Não só captá-los, mas mantê-los no setor público não tem sido fácil. Muitos optam por dividir o seu tempo entre público e privado. Os profissionais de saúde têm vindo a reivindicar melhores salários, menos horas dedicadas a burocracias e melhores condições de trabalho.
As greves têm-se sucedido. Foram, pelo menos, 58 no ano passado.
Os problemas com que se depara o SNS não são de agora. Podemos esperar soluções num futuro próximo?
Somam-se desafios e é expectável que as necessidades de saúde da população portuguesa venham a aumentar. Essencialmente, por duas razões:
- Portugal é um país muito envelhecido. Teremos cada vez mais idosos - espera-se que sejam 3,4 milhões em 2050 - e com a idade avançada sabemos que surgem problemas de saúde. E há que ter em conta também a prática de exercício.
- Em segundo lugar, temos o desafio dos hábitos de vida dos portugueses que, no geral, poderiam ser mais saudáveis.
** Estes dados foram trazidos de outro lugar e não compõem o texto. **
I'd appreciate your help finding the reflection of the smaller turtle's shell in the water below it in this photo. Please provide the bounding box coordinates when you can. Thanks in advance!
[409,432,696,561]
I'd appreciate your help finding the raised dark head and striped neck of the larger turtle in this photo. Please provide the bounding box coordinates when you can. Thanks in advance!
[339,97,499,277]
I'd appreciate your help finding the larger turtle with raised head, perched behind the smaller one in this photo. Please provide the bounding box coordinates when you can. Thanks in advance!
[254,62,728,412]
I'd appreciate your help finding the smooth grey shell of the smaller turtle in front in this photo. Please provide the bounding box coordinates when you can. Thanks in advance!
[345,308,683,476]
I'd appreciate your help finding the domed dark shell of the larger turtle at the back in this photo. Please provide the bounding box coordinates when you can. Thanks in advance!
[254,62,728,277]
Estamos em linha com o resto da UE em alguns indicadores, como no consumo de tabaco. No entanto, sete em cada 10 portugueses admitem nunca fazer exercício físico. Na UE este número é bastante mais baixo.
Hábitos de vida mais saudáveis ajudariam a prevenir doenças, reduzindo os custos do SNS e melhorando a qualidade de vida.
Apostar mais na prevenção para ter mais qualidade de vida e menos despesa
Anualmente, cerca de 10% do PIB é gasto em saúde. Estamos abaixo da Alemanha e da França, por exemplo, e é de salientar que somos o país em que uma maior proporção dos gastos em saúde é suportada diretamente pelos cidadãos, em vez do Estado.
E entre o orçamentado o dinheiro ainda vai mais para a cura do que para a prevenção.
Neste momento, dos 26 mil milhões que gastamos em saúde, só 3,2% são destinados à prevenção. Apostar na prevenção da doença não só garante uma melhor qualidade de vida - que em Portugal, a partir dos 65 anos tende a ser baixa - como evita sobrecarregar o SNS.
Estamos a falar de mudanças no estilo de vida, mas também de vacinação – somos muito bons na vacinação das crianças, mas não na dos adultos. Por prevenção também queremos dizer rastreios, diagnóstico precoce das doenças. Trata-se de prevenir em vez de remediar. Isso ajudará a diminuir as despesas em saúde e a melhorar a vida dos portugueses.